Restoring from backups

    There's no dedicated tooling for this (yet). For now, you need to use
    cyr_backup invocations to extract the relevant information, then
    massage it back into the user's mailbox(es) by hand (and then probably
    reconstruct). 

File locking

    All backupd/ctl_backups/cyr_backup operations first obtain a lock on
    the relevant backup file. ctl_backups and cyr_backup will try to do
    this without blocking (unless told otherwise), whereas backupd will
    block.

    This means, for now, that working on a user's backup will cause a
    backup replication stall if that user was about to be backed up but is
    already locked. 

    It's anticipated that in the future backupd will (configurably) not
    block waiting for a lock, but sync_client doesn't currently know how to
    deal with a MAILBOX_LOCKED response, so backupd needs to block and wait
    for now. 

Moving backup files to different backup partitions

    There's no tool for this (yet). To do it manually, stop backupd, copy
    the files to the new partition, then use cyr_dbtool to update the
    user's backups.db entry to point to the new location.

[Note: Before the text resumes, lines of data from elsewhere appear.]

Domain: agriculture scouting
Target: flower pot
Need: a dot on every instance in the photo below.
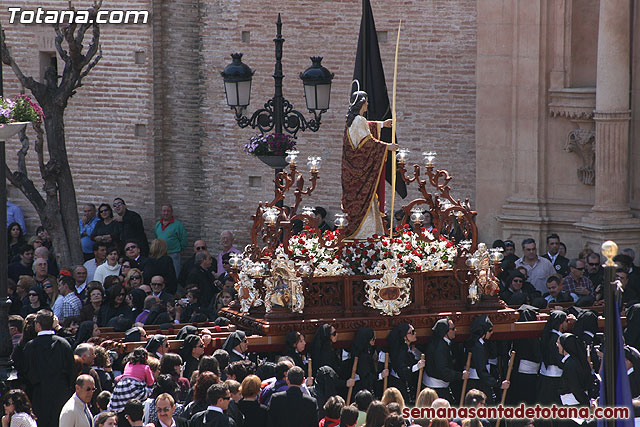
(276, 162)
(7, 130)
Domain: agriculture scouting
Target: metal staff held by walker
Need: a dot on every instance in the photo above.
(466, 380)
(419, 378)
(386, 366)
(504, 392)
(393, 132)
(353, 377)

Run ctl_backups
    verify on both the new filename (-f mode) and the user's userid (-u
    mode) to ensure everything is okay, then restart backupd. 

Provoking a backup for a particular user/user group/everyone/etc right now

    Just run sync_client by hand with appropriate options (as cyrus user,
    of course). See its man page for ways of specifying items to replicate. 

What about tape backups?

    As long as backupd, ctl_backups and cyr_backup are not currently
    running (and assuming no-one's poking around in things otherwise), it's
    safe to take/restore a filesystem snapshot of backup partitions. So to
    schedule, say, a nightly tape dump of your Cyrus Backup server, make
    your cron job shut down Cyrus, make the copy, then restart Cyrus. 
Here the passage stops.